U.Va. expands Web accessibility for school

It's using Lift Assistive software to optimize college-run sites

The University of Virginia is using Lift Assistive from New York-based UsableNet Inc. to convert all of the school's Web pages into a format optimized for users with disabilities, according to Nancy Tramontin, director of webmaster services at the university.

The school's home page and top-level pages have used the Lift Assistive software since 2004 and currently serve 3,000 to 4,000 visitors per month, according to a statement. The new universitywide licensing agreement with UsableNet allows any division, department or school to add a Lift-powered "text-only" version of their Web pages, Tramontin said.

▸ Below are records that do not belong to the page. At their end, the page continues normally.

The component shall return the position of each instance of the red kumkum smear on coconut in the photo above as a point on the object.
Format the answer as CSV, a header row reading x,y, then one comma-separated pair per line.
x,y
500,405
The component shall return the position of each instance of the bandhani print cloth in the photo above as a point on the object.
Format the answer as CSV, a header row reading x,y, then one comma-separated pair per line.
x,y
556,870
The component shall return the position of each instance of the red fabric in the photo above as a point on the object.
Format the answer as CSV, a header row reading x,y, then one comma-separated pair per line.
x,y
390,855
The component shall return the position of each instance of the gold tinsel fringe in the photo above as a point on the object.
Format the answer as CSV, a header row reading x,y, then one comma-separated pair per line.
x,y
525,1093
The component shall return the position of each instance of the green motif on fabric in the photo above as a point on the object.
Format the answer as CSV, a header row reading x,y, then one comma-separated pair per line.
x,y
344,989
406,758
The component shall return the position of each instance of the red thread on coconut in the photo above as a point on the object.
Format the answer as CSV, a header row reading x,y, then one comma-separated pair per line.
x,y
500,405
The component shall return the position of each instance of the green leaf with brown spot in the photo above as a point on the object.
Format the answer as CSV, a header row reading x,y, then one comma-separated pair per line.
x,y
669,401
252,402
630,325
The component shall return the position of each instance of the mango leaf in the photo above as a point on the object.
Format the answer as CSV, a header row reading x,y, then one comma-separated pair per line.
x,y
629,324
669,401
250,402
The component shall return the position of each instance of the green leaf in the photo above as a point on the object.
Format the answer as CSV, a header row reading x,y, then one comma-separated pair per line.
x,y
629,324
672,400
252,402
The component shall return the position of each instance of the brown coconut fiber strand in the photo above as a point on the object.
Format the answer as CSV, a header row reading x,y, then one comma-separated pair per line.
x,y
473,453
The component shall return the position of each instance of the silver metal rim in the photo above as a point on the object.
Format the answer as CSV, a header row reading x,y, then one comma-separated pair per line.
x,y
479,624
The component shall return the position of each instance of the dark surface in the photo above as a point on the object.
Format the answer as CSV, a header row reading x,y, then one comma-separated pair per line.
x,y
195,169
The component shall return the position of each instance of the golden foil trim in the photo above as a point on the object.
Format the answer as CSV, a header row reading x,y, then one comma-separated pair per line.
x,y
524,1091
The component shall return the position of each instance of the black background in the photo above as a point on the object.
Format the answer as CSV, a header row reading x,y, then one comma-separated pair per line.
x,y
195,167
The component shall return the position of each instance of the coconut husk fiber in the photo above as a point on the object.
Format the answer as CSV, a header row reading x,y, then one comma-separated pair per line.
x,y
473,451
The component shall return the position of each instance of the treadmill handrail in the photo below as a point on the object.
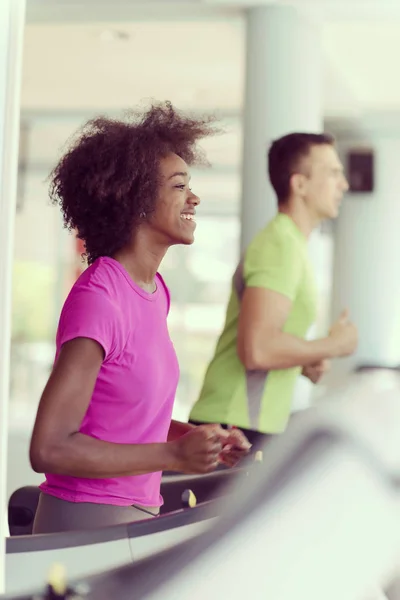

"This software provides a text version of all our Web pages so that they can be read by screen readers [which reads the contents of the screen aloud to a user] so that people who are blind can read the text," Tramontin said. "We've had this software on most of the university's main pages, but it's now going to be on every University of Virginia Web page. We'd like to see this on all of our pages by the end of the year."

Because the Lift Assistive software removes images from a Web page, the text can be sent to PDAs and cell phones, as well, she said.

Visitors can customize the accessible text-only Web pages by setting preferences for text size and color, according to the school. The Lift Assistive software will be deployed on other popular Web resources, including the university's Web mail, its online course offering directory and automated class registration system, and the MyUVA portal.

"There's a link at the top of the Web page that is hidden from visual browsers, but when a user with a screen reader visits the page they use key strokes to hear a list of the page links, headers, images or other content," Tramontin said. "So they can use key strokes to say show me all the headers on this page and then the user accesses the link to the text-only version where they remain for the duration of the visit on the site."

Angie Matney, a first-year law student at U.Va. who is blind, said the school's decision should make it easier for her to access pages using a program called Jaws for Windows, from www.freedomscientific.com. "Jaws essentially converts the information on a Web page into speech or Braille output," she said. "The Lift program simplifies what's on the screen before it is sent to Jaws."

Matney said she went through the link on the university's main page and pulled up the law school's sites and it did present a less cluttered view of the Web pages.

"It was very well organized," she said. "Traditionally, a lot of Web sites will offer an alternate Web site in text-only form, and I tend to steer clear of those because I found that they are not updated frequently. What I really like about the software that [the university] is using that it allows for the dynamic, real-time creation of that alternate page."